More specific to stadiums, patrons will often seek to reunite with family members or friends.  For example, if one family member is away from their seat
when an alarm sounds – perhaps that same patron buying food on a concourse – they will often go back to their seat to find others in their party before making any decision to evacuate.

It adds up to a delayed flight time that the stadium’s design and evacuation procedures must address.  In buildings research, as much as two-thirds of the time it takes people to exit a building after an alarm is start-up time – time wasted in looking for more information, or not taking the alarm seriously.

Stadiums do, of course, have the advantage of having PA systems and a scoreboard on which information can be posted.  However, human psychology is also at work, and the passive fire measures employed in the stadium’s design must also factor in a delayed evacuation response.
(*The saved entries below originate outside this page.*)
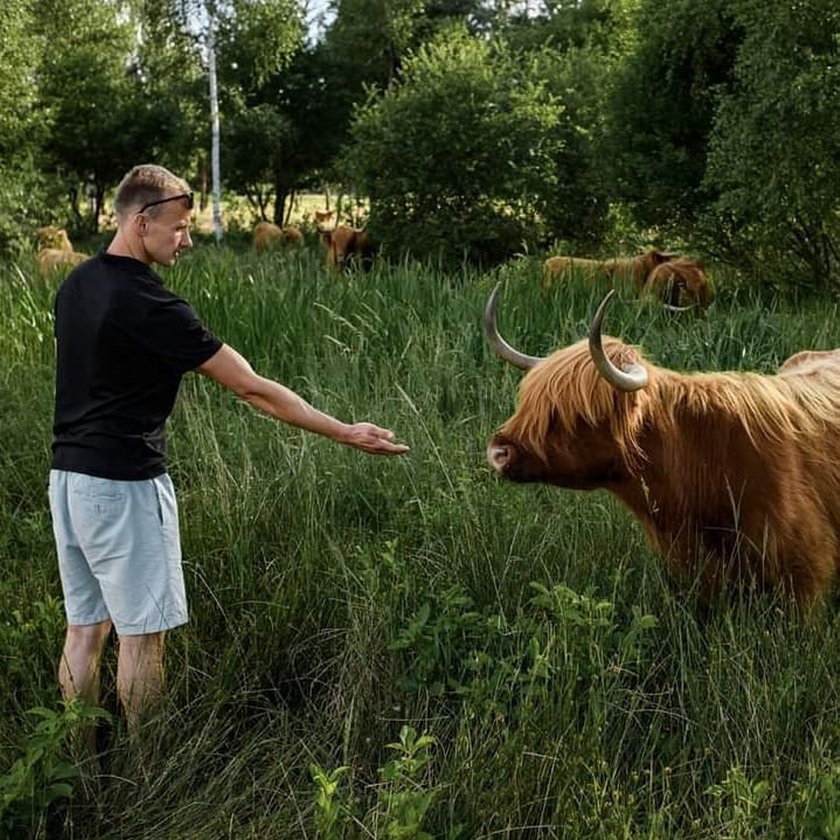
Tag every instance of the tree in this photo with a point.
(458, 160)
(774, 160)
(662, 107)
(24, 197)
(118, 114)
(257, 43)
That’s why modern steel glazing systems are so important, either for the exterior envelope of the stadium or for internal screens and fire doors.  With advanced glazing systems able to provide up to 120 minutes of protection against the spread of fire, smoke or toxic gases, they have become an integral part of modern stadium design, giving people more than enough time to evacuate and protecting escape routes along the way.  Those escape routes become more significant for the elderly, infirm or disabled who will typically need more time to evacuate.

However, one word of caution.  In many instances, untested combinations of glass and frame are still being specified separately – despite the fact that, in a fire situation, the glass will only be as good as its framing system, and vice versa.  Insisting on tested, and therefore proven, compatibility, and specifying it as a requirement of the tendering process, should be a matter of course.

Stadium design has come a long way in the past few decades, driven by new regulations to deliver a new generation of safer stadiums.  But it’s also a tragedy that it’s taken catastrophe to make it happen.